In the United States of America, the rules vary from state to state. However, the director of policy for the Washington-based National Center for Transgender Equality, Harper Jean Tobin, argues that: “Transgender women have to be eligible for women’s housing. That is where they will be safest. These are women who are psychologically women.”
Netflix’s original series, Orange is the New Black, was the first TV show to develop a powerful narrative featuring a lovable transgender character, Sophia Burset, played by transgender actress Laverne Cox.
“What I think is so brilliant about Sophia’s story line and that particular moment [Burset being placed in solitary confinement] is that it shows the truth of the experience that a lot of transgender folks have in prison every single day,” Cox said during an interview with Vulture back in 2015. “Far too often, trans people who are incarcerated are place in solitary confinement allegedly for ‘our protection.’ And sometimes trans women are placed in men’s prisons, where they put us in solitary confinement, which is cruel and unusual punishment allegedly for our protection.”
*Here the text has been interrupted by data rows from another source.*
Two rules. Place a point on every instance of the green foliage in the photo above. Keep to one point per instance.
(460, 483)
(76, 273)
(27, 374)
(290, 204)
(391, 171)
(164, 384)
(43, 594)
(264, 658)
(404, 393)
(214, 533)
She continued, “So when writers came up with this, it’s from reality. This is what happens to many transgender people who are incarcerated every single day. I’m executive-producing a documentary called Free CeCe about CeCe McDonald, who’s an African-American transgender woman who spent 19 months of a 41-month prison sentence in a men’s prison for defending herself against a racist and transphobic attack. And three different times when she was incarcerated, she experienced being placed in solitary confinement allegedly for her protection. She fought to get herself taken out of solitary, but this is just the reality for a lot of transgender people all over the country today.”
Gay and lesbian inmates are also victims of said violence and discrimination in other parts of the country as explained by Cox’s co-star, Lea DeLaria.
“You know that thing when Michael Harney’s character, Healy, says to Piper that if it was up to him he’d put all the dykes into one section of the prison,” DeLaria described during a dinner party filmed for Chelsea Handler’s show, Chelsea. “I was reading an article about that. They were saying all the things that Orange gets right, and that was one of them…that there is a prison in Georgia where they do that. I lost my fucking mind. I went insane about that. They segregate the lesbians from the population.”